Die Passgraphik für Lautern. Pollersbeck-Osawe ist die stilprägende Beziehung, obwohl Moritz etwas stärker eingebunden ist.

Allerdings ist die Verteidigung langer, vor allem hoher Bälle eine der Stärken von Unions Abwehr. Und auch wenn Osawe das erste Duell gewinnen konnte, blieben ausgespielte Angriffe unwahrscheinlich, da Ablagen auf die nachrückenden Angreifer auf die Flügel abgedrängt aus schwierigen Positionen und unter Druck gespielt werden mussten.

Expected goals Union-FCK

Der Expected Goals Graph zeigt, dass vor allem Unions offensive Produktion weit hinter den Werten der letzten Wochen zurück bleibt, während Lauterns größte Chancen Konter nach der Führung waren.

Der Großteil der Chancen Lauterns kam nach der Führung, als Union weiter nach vorn schob, ohne dabei großen Druck zu entwickeln. Die Abwesenheit von Druck war überhaupt eines der Kennzeichen dieses Spiels: Union zeigte so wenig hohes Pressing wie selten in dieser Saison.

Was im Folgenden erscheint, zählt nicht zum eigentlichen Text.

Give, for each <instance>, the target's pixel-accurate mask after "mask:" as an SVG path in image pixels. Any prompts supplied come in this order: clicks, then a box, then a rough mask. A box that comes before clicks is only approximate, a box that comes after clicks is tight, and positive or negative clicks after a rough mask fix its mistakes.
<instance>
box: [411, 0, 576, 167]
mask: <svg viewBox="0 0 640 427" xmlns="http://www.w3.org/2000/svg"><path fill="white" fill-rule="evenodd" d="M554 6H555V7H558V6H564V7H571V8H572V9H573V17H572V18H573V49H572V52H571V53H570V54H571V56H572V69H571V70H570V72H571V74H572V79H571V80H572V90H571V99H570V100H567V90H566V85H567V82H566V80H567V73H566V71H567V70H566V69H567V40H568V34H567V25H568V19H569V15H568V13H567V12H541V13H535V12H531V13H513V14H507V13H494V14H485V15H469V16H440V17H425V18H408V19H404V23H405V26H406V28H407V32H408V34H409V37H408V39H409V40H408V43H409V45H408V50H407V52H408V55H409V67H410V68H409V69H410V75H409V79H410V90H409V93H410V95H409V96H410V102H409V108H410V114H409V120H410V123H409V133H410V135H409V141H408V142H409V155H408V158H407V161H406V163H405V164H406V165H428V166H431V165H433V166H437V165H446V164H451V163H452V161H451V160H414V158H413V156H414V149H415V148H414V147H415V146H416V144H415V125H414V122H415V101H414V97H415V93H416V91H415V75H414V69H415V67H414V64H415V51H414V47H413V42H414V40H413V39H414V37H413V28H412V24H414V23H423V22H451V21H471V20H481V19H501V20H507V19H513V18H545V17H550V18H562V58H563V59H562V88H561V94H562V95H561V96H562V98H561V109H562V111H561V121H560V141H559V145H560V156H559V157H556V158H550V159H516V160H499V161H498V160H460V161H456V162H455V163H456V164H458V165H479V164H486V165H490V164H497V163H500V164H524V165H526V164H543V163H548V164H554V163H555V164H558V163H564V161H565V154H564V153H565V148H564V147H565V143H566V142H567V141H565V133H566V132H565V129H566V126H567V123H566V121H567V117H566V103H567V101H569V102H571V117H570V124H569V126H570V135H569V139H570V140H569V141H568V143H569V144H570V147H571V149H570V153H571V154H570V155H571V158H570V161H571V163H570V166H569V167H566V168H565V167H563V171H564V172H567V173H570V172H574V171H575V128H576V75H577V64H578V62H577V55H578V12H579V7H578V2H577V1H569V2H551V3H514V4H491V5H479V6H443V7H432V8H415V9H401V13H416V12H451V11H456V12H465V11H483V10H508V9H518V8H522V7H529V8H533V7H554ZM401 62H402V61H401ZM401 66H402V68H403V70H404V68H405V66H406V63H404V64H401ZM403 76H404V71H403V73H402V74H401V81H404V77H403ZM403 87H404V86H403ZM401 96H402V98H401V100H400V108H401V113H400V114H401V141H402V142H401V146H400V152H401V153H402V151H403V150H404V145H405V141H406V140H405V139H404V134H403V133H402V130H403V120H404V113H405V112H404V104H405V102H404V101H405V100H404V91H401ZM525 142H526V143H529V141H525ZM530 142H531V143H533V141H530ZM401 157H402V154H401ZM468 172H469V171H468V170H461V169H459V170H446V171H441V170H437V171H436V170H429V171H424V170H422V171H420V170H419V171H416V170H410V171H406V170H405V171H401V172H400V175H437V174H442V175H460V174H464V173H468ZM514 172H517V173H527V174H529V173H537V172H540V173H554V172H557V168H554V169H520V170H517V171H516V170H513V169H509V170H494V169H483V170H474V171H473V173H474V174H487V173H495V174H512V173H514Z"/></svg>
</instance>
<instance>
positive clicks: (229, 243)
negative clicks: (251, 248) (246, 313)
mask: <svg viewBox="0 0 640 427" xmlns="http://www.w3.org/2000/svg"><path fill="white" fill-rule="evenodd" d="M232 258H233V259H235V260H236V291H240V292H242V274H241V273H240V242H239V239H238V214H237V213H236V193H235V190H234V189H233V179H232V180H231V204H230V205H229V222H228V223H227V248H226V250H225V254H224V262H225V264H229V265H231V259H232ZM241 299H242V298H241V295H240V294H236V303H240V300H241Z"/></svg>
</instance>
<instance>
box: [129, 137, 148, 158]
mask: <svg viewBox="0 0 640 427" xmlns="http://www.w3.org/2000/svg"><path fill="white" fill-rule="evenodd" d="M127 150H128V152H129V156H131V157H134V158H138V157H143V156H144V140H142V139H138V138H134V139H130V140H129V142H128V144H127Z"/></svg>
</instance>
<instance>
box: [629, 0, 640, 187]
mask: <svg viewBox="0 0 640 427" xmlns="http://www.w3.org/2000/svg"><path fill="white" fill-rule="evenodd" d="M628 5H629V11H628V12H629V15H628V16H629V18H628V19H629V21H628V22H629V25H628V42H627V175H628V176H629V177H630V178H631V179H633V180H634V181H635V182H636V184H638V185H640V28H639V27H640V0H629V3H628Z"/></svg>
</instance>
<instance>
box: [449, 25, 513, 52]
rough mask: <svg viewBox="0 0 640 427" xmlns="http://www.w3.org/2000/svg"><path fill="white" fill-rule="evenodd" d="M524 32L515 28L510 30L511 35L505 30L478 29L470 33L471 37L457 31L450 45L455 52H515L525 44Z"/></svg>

Dass sich Lautern dem entzog, indem es aus freien Stücken den Ball selten lange in den eigenen tiefen Reihen hielt, kann das nur teilweise erklären.

Szene des Spiels

Ein Angriff Unions kurz vor der Halbzeitpause (ab 46:00 AFTV Zeit), indem Unions Plan noch am besten funktionierte: von Puncec angespielt setzt sich Skrzybski zunächst im Dribbling durch, spielt dann einen guten Doppelpass mit Quaner, um nach einem weiteren Dribbling eine Flanke in den Strafraum zu bringen, die zu Kreilach geklärt wird, der nur zu einem ungefährlichen Schuss kommt.